South-east Asia can't bank on US Supreme Court ruling. It should negotiate carve-outs and could diversify its trading options.

- Shay Webster

The Trump tariffs aren't ending. But the headwinds they face are real - and getting stronger.

The US economy is shaky with a softening jobs market and persistent inflation, and voter disapproval of President Donald Trump's tariff policies is mounting. In a nod to political reality, the White House has begun rolling back some food tariffs to ease rising grocery prices.
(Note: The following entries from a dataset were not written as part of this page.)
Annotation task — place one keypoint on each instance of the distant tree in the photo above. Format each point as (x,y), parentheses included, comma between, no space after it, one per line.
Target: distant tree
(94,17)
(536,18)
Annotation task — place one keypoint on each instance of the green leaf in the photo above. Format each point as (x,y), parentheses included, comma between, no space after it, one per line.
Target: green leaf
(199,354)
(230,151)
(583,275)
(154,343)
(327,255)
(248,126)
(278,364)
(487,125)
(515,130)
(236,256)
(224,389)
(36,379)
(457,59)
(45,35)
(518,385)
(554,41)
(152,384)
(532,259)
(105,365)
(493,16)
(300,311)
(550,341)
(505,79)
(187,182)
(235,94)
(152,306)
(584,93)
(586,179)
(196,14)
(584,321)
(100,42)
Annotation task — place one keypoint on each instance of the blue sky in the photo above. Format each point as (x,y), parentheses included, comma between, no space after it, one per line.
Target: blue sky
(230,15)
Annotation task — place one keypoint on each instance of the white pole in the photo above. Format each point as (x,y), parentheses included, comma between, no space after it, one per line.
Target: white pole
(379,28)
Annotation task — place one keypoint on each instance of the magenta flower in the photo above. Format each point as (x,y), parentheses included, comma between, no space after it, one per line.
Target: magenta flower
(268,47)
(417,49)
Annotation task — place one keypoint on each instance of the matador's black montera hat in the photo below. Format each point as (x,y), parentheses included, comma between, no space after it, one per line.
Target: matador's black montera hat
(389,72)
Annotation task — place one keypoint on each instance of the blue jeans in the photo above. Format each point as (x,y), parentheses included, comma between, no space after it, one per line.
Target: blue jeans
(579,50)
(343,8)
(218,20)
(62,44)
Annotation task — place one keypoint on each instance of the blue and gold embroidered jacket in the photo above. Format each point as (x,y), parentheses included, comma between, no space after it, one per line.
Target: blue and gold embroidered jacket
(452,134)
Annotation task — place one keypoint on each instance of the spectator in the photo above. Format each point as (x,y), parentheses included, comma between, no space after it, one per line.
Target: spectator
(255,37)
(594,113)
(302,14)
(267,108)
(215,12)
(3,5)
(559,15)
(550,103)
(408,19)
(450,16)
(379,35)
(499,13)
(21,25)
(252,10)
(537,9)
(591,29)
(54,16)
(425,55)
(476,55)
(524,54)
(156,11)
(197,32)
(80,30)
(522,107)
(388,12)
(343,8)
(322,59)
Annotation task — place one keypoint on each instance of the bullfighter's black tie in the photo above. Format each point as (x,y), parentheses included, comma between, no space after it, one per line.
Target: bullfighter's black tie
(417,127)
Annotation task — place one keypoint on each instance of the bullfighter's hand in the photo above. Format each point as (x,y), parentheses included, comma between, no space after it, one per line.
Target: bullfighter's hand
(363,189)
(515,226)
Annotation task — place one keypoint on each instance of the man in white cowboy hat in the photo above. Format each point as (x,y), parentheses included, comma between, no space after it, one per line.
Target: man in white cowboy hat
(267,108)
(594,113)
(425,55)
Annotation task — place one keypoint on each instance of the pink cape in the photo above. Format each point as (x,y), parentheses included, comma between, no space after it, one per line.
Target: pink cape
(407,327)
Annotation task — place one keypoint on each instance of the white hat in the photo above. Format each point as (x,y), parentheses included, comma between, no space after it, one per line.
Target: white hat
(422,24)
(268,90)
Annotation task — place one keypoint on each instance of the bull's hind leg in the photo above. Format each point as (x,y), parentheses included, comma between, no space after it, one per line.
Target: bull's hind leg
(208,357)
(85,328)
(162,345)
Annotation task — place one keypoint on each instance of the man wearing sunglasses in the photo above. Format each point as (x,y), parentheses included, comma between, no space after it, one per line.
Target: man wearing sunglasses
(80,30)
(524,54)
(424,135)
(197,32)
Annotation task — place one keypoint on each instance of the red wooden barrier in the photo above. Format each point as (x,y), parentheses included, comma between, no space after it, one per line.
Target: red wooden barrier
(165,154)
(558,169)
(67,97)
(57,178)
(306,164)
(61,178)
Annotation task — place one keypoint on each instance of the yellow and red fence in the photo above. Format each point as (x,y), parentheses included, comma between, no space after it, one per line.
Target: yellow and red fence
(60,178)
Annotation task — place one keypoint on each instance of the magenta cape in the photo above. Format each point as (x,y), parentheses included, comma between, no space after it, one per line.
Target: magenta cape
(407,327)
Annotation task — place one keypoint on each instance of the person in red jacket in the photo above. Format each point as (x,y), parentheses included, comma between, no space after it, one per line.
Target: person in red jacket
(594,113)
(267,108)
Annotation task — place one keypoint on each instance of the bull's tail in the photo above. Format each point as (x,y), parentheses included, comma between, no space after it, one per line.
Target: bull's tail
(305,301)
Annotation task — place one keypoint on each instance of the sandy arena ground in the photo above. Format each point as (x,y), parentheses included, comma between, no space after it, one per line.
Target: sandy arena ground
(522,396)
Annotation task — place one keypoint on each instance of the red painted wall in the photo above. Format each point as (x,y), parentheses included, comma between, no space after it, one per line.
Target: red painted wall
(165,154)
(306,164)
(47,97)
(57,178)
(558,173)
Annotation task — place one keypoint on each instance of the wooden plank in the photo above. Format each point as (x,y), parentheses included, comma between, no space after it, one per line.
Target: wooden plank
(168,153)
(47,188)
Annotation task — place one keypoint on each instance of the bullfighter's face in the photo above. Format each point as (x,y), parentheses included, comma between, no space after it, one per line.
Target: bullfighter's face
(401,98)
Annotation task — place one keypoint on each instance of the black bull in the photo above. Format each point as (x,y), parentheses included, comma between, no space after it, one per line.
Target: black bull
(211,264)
Most immediately, the Supreme Court appears poised to strip away his favourite tool.

When the court heard challenges to the International Emergency Economic Powers Act (IEEPA) on Nov 5, judges across the ideological spectrum appeared sceptical that Congress intended a 1977 emergency statute to let presidents rewrite America’s tariff schedule. A decision will come soon, and Southeast Asian partners would be wise to prepare for what comes next.

Should the court strike down or curtail IEEPA tariffs, capitals from Jakarta to Hanoi may be tempted to exhale. That would be a mistake. A judicial rebuke would remove a method, not a mindset - and nearly US$370 billion (S$480 billion) in Southeast Asian exports are at stake.

Even if the court reins in IEEPA, the Trump administration’s appetite to use trade pressure to reshape supply chains, bind partners to its economic security agenda, and extract concessions won't end. It will shift to slower but stickier tools that could recreate a significant portion of the IEEPA tariffs.

For Asean, that trades volatility for sustained, targeted pressure often sector-by-sector and tied to economic security demands. The rational response isn’t to relax, but to negotiate for carve-outs where possible while widening diversification options.

First, what changes. A curb on IEEPA would end President Trump’s ability to impose instant, economy-wide tariffs by emergency declaration. Gone too would be the “snapback” threat hanging over every deal - the promise to restore punitive rates if Washington determines a partner is non-compliant.